At first, Fiearius’ eyes swung to Dez, accusation written all over him. But Dez was looking past him.
It was Quin. She stalked into the room with her shoulders held high, the end of her gun still smoking trails of grey. Leta followed in behind her, horror masking her face.
“You killed him,” Leta breathed, her eyes widening on the victim sprawled on the floor. “Why? You didn’t need to — we didn’t need — “
“You didn’t,” Fiearius growled in agreement, lowering his gun to his side. His other palm came briefly to hold the small of Leta’s back — he could feel her trembling. His eyes shot to Quin. “We were just going to knock ‘im out.

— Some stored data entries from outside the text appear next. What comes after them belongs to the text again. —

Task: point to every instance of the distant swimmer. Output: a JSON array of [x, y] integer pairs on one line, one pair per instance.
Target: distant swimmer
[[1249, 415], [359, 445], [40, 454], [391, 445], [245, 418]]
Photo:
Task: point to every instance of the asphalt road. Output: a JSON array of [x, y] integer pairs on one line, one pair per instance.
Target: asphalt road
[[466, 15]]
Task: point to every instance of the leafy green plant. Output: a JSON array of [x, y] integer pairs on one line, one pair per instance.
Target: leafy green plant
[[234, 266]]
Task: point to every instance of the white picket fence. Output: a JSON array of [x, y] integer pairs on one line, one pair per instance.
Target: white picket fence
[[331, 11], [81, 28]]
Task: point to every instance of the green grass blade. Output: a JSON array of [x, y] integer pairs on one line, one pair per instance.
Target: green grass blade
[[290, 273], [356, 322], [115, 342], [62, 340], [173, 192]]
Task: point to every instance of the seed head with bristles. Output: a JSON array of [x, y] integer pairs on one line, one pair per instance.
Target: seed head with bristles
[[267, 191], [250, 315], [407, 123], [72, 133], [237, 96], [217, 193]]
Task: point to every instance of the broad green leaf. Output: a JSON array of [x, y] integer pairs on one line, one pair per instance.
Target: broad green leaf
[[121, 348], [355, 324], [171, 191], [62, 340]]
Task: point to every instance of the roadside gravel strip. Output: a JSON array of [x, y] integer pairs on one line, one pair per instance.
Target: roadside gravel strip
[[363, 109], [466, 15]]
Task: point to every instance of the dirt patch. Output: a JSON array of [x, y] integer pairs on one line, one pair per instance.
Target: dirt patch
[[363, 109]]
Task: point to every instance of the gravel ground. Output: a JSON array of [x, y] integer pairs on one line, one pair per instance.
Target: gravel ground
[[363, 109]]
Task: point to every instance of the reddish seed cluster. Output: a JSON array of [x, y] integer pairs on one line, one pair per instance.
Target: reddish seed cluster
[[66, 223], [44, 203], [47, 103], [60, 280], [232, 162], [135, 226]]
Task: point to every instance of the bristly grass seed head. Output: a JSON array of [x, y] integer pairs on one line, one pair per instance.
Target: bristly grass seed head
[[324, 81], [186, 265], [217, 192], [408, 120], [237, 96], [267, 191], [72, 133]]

We had it under control.”
“Sure ya did, sweetheart,” Quin mused, reaching down to examine what the man had been reaching for. “He was about to–” Her words stopped as what she revealed was the smallest hunting knife Fiearius had ever seen. Quin laughed. “Pick your teeth I guess. No matter.” She tossed it aside. “One less to deal with.”
“That’s not what what we’re here for,” Leta said, and this time she sounded less horrified and more angry. A storm filled her face. “We all agreed on that. We’re not here to slaughter anybody, we’re here to take the base! Otherwise we’re no better than them!”
Quin glanced back at her with a dull stare. “Honey, if we weren’t better than ‘em, we wouldn’t be winning right now.” Leta opened her mouth to argue, but Quin had already turned her back.
“And what have we here?” she asked, moving to the window and looking out of it upon the small untouched fleet that sat there in waiting. She whistled. “Now ain’t that a sight for sore eyes. Makes all that jungle trekkin’ worthwhile.”
“They’ll be yours soon enough,” Fiearius assured her. “But first, are we done here?”
It was Leta who answered. She was still glaring at Quin when she said, “All the personnel on our half are contained. When we left the main group, they only had a few more rooms to disable. Should be good to go now.”
“Ours too,” Fiearius replied, just as Dez, who was looking over a nearby console, read off, “Communications down, shielding down, security down, it’s all off.”